Initiative 283 would provide 12 weeks of paid family or medical leave. Businesses with 10 or more employees would pay a premium equal to about 0.9% of an employee’s wages into a state-run insurance program, up to half of which could be taken out of the employee’s paycheck.
Businesses employing fewer than 10 people would only have to send half of the regular premium amount to the state insurance program, the full amount of which could be taken out of the employee’s paycheck.
Efforts to create such a program through legislation have repeatedly failed in Colorado, in part due to fears that small businesses could get saddled with high costs. Republican leaders and business organizations have opposed requiring paid leave, and even after gaining control in both the state House and Senate in 2019 Democrats weren’t able to pass a widespread paid-leave program.
However, a 2019 bill created a task force to study a potential family leave proposal, and some recommendations from that task force were incorporated into the ballot initiative.
Supporters now argue the measure could benefit small employers by helping them cut down on the costs of implementing such a policy themselves.
“This initiative will level the playing field and ensure small businesses have access to paid family and medical leave through an affordable program, since a stable, statewide risk pool keeps costs down,” said Jared Make, vice president of A Better Balance, a national organization that advocates paid leave policies. Make spoke during a virtual news conference Aug. 25 promoted by Colorado Families First, the group behind the ballot initiative.

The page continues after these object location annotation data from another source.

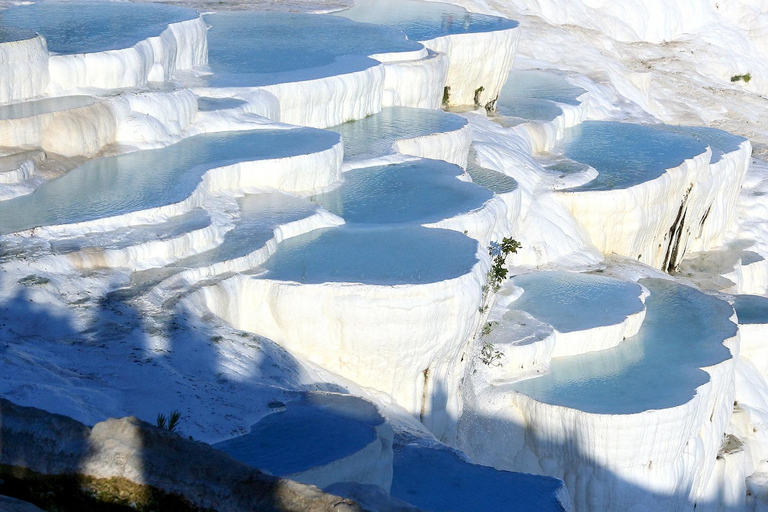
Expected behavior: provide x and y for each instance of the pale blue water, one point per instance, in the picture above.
(537, 85)
(658, 368)
(378, 256)
(251, 48)
(87, 27)
(206, 104)
(125, 237)
(422, 21)
(147, 179)
(260, 214)
(720, 141)
(576, 302)
(312, 431)
(492, 180)
(10, 35)
(625, 154)
(751, 309)
(530, 109)
(438, 480)
(44, 106)
(422, 191)
(374, 135)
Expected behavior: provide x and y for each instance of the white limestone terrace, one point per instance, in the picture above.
(25, 64)
(413, 279)
(147, 186)
(147, 116)
(583, 312)
(363, 68)
(304, 69)
(463, 36)
(115, 44)
(535, 95)
(319, 439)
(636, 425)
(752, 312)
(418, 132)
(660, 192)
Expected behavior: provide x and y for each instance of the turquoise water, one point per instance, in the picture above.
(250, 48)
(537, 85)
(751, 309)
(87, 27)
(658, 368)
(576, 302)
(435, 479)
(422, 21)
(310, 432)
(133, 235)
(117, 185)
(374, 135)
(625, 154)
(10, 35)
(44, 106)
(422, 191)
(260, 214)
(206, 104)
(720, 141)
(378, 256)
(529, 109)
(492, 180)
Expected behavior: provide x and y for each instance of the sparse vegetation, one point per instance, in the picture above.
(499, 252)
(746, 77)
(489, 355)
(488, 327)
(170, 422)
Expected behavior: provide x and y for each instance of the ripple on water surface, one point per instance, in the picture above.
(751, 309)
(310, 432)
(248, 48)
(658, 368)
(376, 256)
(422, 21)
(625, 154)
(111, 186)
(576, 302)
(87, 27)
(421, 191)
(375, 135)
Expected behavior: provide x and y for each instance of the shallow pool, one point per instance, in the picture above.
(87, 27)
(625, 154)
(422, 21)
(374, 135)
(658, 368)
(313, 431)
(377, 256)
(260, 214)
(117, 185)
(538, 85)
(751, 309)
(421, 191)
(575, 302)
(251, 48)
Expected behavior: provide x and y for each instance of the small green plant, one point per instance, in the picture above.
(478, 92)
(499, 252)
(746, 77)
(488, 327)
(170, 422)
(489, 355)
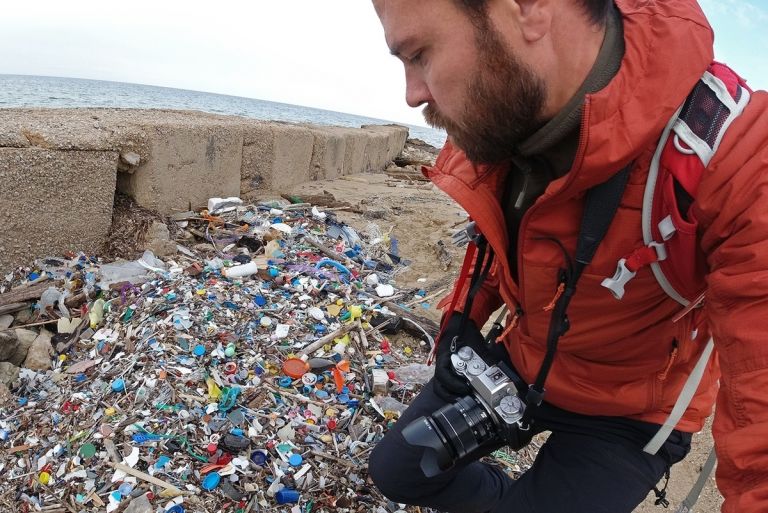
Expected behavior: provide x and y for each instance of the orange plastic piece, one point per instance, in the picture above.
(295, 368)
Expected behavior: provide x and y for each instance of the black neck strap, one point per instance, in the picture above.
(600, 208)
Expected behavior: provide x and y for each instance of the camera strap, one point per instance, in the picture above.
(602, 203)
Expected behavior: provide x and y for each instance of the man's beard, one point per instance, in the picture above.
(504, 104)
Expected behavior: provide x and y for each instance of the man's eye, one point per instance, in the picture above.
(416, 58)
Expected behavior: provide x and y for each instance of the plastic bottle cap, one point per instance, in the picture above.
(118, 385)
(295, 367)
(211, 481)
(88, 451)
(259, 457)
(125, 489)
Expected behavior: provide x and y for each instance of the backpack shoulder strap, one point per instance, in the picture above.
(686, 146)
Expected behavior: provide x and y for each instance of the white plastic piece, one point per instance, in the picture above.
(619, 279)
(220, 205)
(241, 271)
(384, 290)
(667, 228)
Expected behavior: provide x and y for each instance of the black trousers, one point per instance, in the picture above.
(587, 465)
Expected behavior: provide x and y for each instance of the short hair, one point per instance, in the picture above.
(595, 10)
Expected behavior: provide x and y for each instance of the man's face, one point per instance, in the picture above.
(471, 82)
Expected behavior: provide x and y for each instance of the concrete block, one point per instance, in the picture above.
(53, 202)
(327, 154)
(187, 164)
(355, 142)
(275, 156)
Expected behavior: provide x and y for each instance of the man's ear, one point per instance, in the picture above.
(533, 17)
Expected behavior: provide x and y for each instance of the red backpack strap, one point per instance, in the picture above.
(687, 144)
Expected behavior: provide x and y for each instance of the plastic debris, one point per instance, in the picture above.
(254, 371)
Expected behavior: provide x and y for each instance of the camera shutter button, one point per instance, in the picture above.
(466, 353)
(510, 405)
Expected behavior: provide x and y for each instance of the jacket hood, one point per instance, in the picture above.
(668, 48)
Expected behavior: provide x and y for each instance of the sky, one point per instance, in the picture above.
(327, 54)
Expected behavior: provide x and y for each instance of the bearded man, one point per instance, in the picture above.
(544, 101)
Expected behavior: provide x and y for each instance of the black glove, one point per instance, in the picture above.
(448, 383)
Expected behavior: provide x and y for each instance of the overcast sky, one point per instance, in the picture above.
(321, 53)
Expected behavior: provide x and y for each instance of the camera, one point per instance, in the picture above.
(489, 416)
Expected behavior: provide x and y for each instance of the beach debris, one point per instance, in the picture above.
(254, 368)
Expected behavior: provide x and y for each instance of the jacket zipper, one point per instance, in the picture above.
(526, 217)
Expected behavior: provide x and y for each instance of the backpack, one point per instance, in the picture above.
(687, 145)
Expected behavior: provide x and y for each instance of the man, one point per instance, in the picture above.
(543, 100)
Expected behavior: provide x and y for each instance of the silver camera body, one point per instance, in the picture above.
(492, 386)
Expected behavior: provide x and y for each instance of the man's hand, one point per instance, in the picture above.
(448, 383)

“It doesn’t require that the employer reinstate the worker to their position after leave, unless the worker has been employed for at least 180 days with that employer,” Make said, addressing another frequent concern that new employees could take unfair advantage of leave policies.
Also on Aug. 25, Colorado Families First announced the results of an analysis conducted by the Colorado Fiscal Institute. The analysis showed that minimum wage earners are the least likely to have paid family leave available to them from their employer — and because of the wage gap for people of color and women, those populations are less likely to be able to take paid time off from work to care for a new child or sick family member.
Other initiatives approved for the 2020 ballot include: a referendum on the National Popular Vote, an initiative to change the state’s constitution to explicitly say that voters must be U.S. citizens, an initiative to restore the gray wolf population, a ban on most abortions after 22 weeks, an across-the-board income tax reduction, and an initiative requiring voter approval for new fee-based enterprises, according to the Colorado secretary of state’s office.